The company’s gross margin also rose to 27.2% in the latest quarter from 24.1% a year earlier. Its quarterly net income for the third quarter fell slightly year-on-year to 169.4 million yuan. But its non-GAAP profit, which excludes some non-operational factors like stock-based employee compensation, rose 30% year-on-year to 261.9 million yuan.

Tsang’s disclosure that more than half of RLX’s revenue came from outside China means the company got less than 378 million yuan from the domestic market during the period. That shows the domestic market is still suffering, since RLX recorded 498.9 million yuan in revenues in the third quarter of 2023, most of that probably from China.

Rebuilding China business

The company has previously said it is still rebuilding its China business under the tighter post-crackdown restrictions. It has also complained that it faces competition from illegal products that may, for example, still use flavorings favored by many users.

On the earnings call, Tsang said retail outlets in China had declined from 50,000 in the pre-crackdown era to just 10,000, and reiterated that the flood of illegal products had taken down sales for the compliant industry by 80% to 90%. But he added that sales for products at a range of price points had started stabilizing this year.

RLX has been somewhat late jumping onto the export bandwagon. China produces as much as 95% of the world’s vaping products, but 90% of those are exported. Grand View Research estimated the China e-cigarette and vape market was worth $2.27 billion in 2023, equal to just 9% of the $24.6 billion in global sales that year estimated by data aggregator Statista. RLX competitors like Ispire Technology (ISPR.US) and Smoore International (6969.HK) both derive significant revenues from selling to markets outside China.

RLX’s sales were all in China until late 2023. It joined forces with the government in China to combat illegal products that were a big factor in depressing sales, with its Golden Shield program helping to intercept 60 million fake cartridges in 2023. CEO Wang Ying, who also uses the name Kate, said on the earnings call that between 80% and 90% of products sold in China were illegal. While the counterfeit problem may be easing this year, RLX isn’t waiting for the market to rebound and instead is diversifying geographically to fortify its business.

To kick off its global drive, it announced $25 million in equity investments in two companies in Northeast Asia and Southeast Asia last December. So far it has yet to enter the large but similarly tricky U.S. market, which has engaged in its own regulatory crackdowns and is also clamping down on a flood of illegal vaping devices.

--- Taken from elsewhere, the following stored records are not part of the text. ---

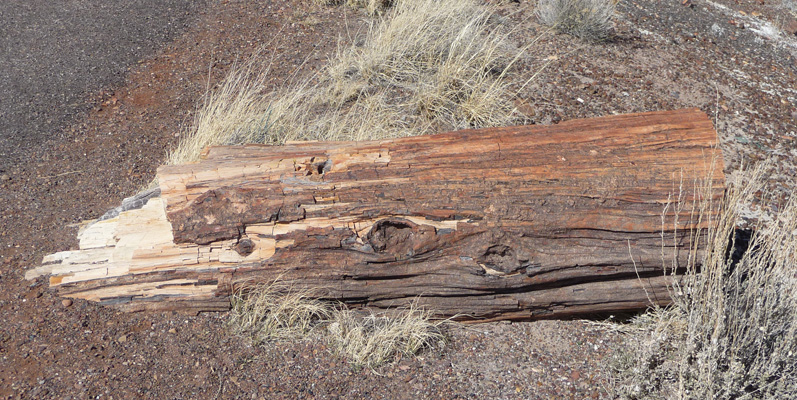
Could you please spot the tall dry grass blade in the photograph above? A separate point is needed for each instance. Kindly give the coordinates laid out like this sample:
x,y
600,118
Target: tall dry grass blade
x,y
732,330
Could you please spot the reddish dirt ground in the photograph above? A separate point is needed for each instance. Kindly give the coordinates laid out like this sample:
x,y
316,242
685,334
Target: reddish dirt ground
x,y
719,56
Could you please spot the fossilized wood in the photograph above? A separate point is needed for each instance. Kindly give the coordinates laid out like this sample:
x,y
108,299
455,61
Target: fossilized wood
x,y
504,223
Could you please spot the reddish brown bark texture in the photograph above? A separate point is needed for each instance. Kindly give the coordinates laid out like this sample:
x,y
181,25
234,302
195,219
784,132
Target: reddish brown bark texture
x,y
503,223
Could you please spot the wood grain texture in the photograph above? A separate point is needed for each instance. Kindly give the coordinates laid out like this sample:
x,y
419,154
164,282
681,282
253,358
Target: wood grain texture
x,y
504,223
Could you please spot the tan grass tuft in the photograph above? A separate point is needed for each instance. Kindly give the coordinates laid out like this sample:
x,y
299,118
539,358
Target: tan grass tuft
x,y
277,311
377,338
732,331
426,66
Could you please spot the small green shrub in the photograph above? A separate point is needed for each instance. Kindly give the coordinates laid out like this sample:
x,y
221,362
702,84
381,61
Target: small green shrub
x,y
586,19
732,330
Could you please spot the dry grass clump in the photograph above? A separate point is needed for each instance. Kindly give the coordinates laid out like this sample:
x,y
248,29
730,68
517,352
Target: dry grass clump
x,y
276,311
426,66
732,330
585,19
375,339
234,113
373,7
281,312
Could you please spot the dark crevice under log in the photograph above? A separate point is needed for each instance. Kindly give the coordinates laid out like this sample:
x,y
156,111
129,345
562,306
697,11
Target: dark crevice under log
x,y
505,223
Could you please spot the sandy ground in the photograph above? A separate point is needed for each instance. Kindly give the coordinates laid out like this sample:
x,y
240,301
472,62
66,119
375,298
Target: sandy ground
x,y
84,128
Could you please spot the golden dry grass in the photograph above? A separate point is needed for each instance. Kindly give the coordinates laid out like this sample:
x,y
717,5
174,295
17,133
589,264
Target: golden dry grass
x,y
279,311
732,330
372,340
426,66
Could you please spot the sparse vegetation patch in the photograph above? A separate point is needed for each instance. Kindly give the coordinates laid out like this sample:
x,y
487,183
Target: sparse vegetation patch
x,y
279,311
428,66
732,331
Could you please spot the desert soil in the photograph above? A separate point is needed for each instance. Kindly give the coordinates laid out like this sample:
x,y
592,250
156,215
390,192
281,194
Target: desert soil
x,y
88,123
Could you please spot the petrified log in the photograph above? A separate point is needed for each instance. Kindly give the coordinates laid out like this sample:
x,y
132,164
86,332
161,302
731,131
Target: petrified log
x,y
505,223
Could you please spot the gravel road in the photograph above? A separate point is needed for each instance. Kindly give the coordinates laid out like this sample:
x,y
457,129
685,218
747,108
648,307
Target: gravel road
x,y
55,54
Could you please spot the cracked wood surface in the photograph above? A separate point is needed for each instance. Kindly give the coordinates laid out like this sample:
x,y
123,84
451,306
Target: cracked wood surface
x,y
503,223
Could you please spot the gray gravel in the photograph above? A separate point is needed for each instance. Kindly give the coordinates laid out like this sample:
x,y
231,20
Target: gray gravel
x,y
54,54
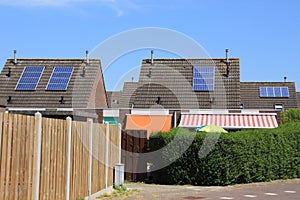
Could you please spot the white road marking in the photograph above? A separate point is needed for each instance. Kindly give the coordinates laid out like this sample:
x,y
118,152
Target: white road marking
x,y
250,196
197,189
271,194
290,191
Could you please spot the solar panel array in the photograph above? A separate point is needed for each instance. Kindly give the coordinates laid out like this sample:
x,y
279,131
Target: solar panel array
x,y
203,79
60,78
30,78
274,91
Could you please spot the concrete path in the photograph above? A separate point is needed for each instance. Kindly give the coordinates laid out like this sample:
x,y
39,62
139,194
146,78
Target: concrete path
x,y
276,190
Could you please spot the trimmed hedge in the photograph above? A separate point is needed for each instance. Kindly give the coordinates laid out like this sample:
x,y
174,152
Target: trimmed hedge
x,y
238,157
290,115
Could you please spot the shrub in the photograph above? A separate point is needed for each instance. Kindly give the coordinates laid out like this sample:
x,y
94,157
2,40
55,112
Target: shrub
x,y
291,115
238,157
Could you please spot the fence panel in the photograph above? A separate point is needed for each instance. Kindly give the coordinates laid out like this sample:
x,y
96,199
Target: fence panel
x,y
18,155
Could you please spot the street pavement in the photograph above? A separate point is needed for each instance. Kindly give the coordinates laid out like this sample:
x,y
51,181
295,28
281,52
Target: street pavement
x,y
275,190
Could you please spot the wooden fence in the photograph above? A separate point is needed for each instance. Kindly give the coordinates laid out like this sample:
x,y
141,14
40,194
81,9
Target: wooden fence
x,y
43,158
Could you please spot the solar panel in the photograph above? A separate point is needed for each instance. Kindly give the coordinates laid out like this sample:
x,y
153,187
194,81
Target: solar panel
x,y
203,79
30,78
274,92
285,92
60,78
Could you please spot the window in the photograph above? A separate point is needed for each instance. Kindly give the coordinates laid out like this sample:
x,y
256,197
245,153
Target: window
x,y
30,78
278,106
203,78
274,91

RLX has spent millions of dollars on U.S. Food and Drug Administration-required studies since 2020 but has yet to receive approval for its devices. While it has not revealed which specific markets it has entered or is targeting, it has distribution in Indonesia, which has a smoking population of 61.4 million – far more than 28.3 million in the U.S. though tiny compared to China’s 300 million smokers.

While estimates of prospects for the global vaping market vary widely, most agree it is growing by double digits. RLX CEO Wang concurred, saying the international industry should experience annual growth in the teens percentage range over the next few years as more adult smokers transition from cigarettes to vaping products.

Despite all the beating it’s taken over the last three years, RLX’s price-to-sales (P/S) ratio of 8.81 is still far ahead of Ispire’s 3.06, probably due to the fact that Ispire is losing money and its revenue is falling.

Ispire also reported last week that its revenue declined by 9% year-on-year to $39.3 million in the three months to September, while its net loss widened to $5.6 million from $1.3 million. One thing Ispire shares with RLX is its search for new markets, as it tries to expand beyond the U.S. where its sales plunged by more than half in the latest quarter to $8.1 million. That just goes to show that the U.S. and China may be the world’s two largest economies, but they’re hardly friendly to vaping companies.